Ieri, 25 ottobre, Filippo Turetta è apparso in tribunale, davanti le telecamere per essere interrogato dai magistrati sull'assassinio di Giulia Cecchettin. Un po' diverso da come appariva nelle foto scattate insieme a Giulia; lì la sua curiosa faccia sembrava suggerire un'idea di allegria per il fatto di essere in compagnia di un angelo; qui invece appare serio e bene agghindato, diverso dalla diversità sbandierata in precedenza. Presente in aula anche il padre di Giulia, Gino; che a un certo punto ha abbandonato la sala ed è uscito. I giornalisti presenti hanno rilevato che il giovane assassino non ha mai guardato il padre della sua vittima, né tantomeno si è sognato di chiedere scusa. Chiedere scusa! Come se l'avesse semplicemente urtato nel passargli accanto, non - invece - perdono, perché il perdono non sembra più essere merce dei nostri tristi giorni. Sarebbe un po' come se per tutti i bombardamenti che hanno colpito a tappeto l'Ucraina e la Palestina ci si dovesse limitare soltanto alle scuse di rito, e non a un perdono sincero. Bene ha fatto Elena, la sorella di Giulia, a disertare l'aula del tribunale, ma non si può accusare il padre Gino per esserci invece andato. Poi, evidentemente, è stato talmente forte il dolore provocato dalle confessioni del mostro da farlo uscire prima della fine dell'interrogatorio e prima che potesse uscire di senno, per poi rispondere brevemente alle domande dei giornalisti ai quali a un certo punto ha anche detto: "Ora so chi è Filippo". 

Gino Cecchettin è un uomo di mezza età che la vita ha colpito duramente due volte: dapprima facendo morire la ancor giovane moglie Monica, e poi la giovanissima figlia Giulia.
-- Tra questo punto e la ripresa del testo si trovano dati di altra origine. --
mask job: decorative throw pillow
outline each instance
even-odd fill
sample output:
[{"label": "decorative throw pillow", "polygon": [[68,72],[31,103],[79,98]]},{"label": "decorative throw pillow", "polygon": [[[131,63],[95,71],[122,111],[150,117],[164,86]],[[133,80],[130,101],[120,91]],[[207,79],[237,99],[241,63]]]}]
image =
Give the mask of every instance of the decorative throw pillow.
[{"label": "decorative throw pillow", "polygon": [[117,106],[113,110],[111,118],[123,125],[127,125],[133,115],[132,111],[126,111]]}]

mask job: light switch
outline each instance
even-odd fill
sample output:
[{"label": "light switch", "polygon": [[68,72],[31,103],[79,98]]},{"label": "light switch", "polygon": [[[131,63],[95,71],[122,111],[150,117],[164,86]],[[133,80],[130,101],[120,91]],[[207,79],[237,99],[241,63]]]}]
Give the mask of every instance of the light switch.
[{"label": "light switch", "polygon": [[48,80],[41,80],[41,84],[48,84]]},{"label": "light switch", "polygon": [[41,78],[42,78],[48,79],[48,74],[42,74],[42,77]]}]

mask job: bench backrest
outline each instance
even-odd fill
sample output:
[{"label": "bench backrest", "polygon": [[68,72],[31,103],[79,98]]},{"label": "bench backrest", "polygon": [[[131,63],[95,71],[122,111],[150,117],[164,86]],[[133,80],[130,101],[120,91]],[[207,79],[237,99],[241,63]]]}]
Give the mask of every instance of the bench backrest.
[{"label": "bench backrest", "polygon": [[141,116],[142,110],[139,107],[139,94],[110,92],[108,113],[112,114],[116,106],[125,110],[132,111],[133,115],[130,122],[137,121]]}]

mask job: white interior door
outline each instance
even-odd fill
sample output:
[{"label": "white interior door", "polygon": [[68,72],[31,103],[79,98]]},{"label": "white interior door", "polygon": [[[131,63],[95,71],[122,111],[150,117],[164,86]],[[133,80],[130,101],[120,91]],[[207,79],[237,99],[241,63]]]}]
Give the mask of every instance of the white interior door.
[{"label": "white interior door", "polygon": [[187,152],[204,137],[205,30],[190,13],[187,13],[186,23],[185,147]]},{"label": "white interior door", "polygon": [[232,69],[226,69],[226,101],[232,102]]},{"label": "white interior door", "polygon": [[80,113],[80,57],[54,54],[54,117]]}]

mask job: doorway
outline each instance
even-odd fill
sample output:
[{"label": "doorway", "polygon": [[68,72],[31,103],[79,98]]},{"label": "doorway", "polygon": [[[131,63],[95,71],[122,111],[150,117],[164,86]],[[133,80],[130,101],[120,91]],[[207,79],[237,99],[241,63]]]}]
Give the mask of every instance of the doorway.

Giulia che era in procinto di laurearsi, dopo avere studiato sodo per conseguire la meritata laurea. Giulia che desiderava svolgere con passione e impegno la professione di disegnatrice. Giulia che era un incanto per gli occhi e una musica per le orecchie, e che illuminava con la sua giovanile presenza la casa altrimenti vuota dopo la scomparsa della mamma. Quello che si perde dopo una scomparsa simile non si può descrivere a parole, perché non ve ne sono abbastanza per descrivere il vuoto enorme lasciato. E dover ascoltare un farabutto che parla del suo delitto come se fosse cosa da niente, a parte qualche lacrimuccia fuoriuscita dai suoi occhi di faina, è cosa disgustosa.